LONDON (Reuters) - Equity outflows hit a 15-week high of $8.3 billion in the past week, with fears of a China-driven global economic crisis pushing investors towards safe-haven money-market funds and Treasuries, Bank of America Merrill Lynch said on Friday.
An exodus from emerging markets also gathered steam, as investors pulled $6 billion out of EM equity funds - their seventh week in the red and the highest weekly tally in five weeks.
Emerging debt funds lost $2.5 billion, their biggest weekly loss since January 2014.
World stocks were heading for their worst week of the year on Friday and commodities took a fresh kicking after data showed Chinese manufacturing shrinking at the fastest pace since 2009.
That sent investors scurrying for the safety of bonds and gold, and the BAML data showed $2.5 billion flowing into funds dedicated to government bonds and Treasuries.

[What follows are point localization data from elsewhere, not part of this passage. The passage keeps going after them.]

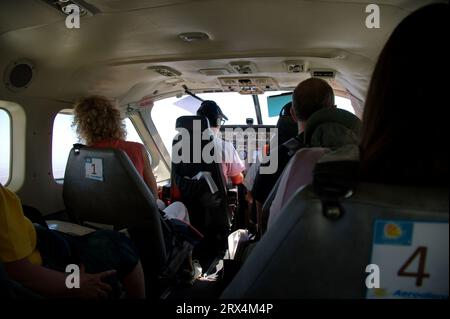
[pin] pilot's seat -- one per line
(199, 183)
(102, 186)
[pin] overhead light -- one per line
(323, 73)
(193, 36)
(296, 66)
(244, 67)
(214, 71)
(164, 70)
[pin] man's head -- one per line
(310, 96)
(212, 112)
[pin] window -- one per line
(235, 106)
(341, 102)
(64, 136)
(5, 147)
(344, 103)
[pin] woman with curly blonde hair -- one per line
(99, 124)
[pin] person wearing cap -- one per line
(320, 125)
(232, 165)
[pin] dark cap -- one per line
(211, 109)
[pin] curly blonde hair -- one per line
(96, 119)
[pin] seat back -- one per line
(101, 185)
(321, 249)
(207, 210)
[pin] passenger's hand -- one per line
(91, 285)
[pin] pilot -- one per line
(232, 165)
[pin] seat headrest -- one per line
(332, 127)
(187, 122)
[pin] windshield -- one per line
(237, 107)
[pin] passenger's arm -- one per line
(149, 178)
(237, 179)
(52, 283)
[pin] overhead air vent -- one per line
(323, 73)
(19, 75)
(244, 67)
(214, 72)
(296, 66)
(248, 85)
(164, 70)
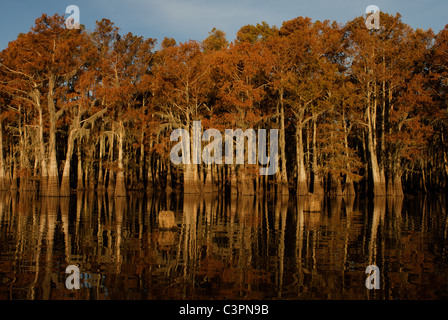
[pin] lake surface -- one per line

This fund group has now seen seven straight weeks of inflow, their longest streak since November 2012.
Money market funds took in $8.2 billion, the longest inflow streak since November 2014 at three weeks, the data showed.
Precious metals absorbed $18 million for their second week of inflows, BAML said in its report, which also cited latest flow figures from data-provider EPFR Global.
European and Japanese equity funds held out with receipts of $3.7 billion but this was unlikely to endure in event of contagion from emerging markets, the bank said.
Emerging stocks have fallen 15 percent so far this year in dollar terms while many currencies are at multi-year lows against the dollar.
BAML said it was not yet time to venture back into beaten-down emerging assets. It added however that another $15 billion in redemptions in the next two weeks would trigger a "contrarian buy signal" for emerging stocks.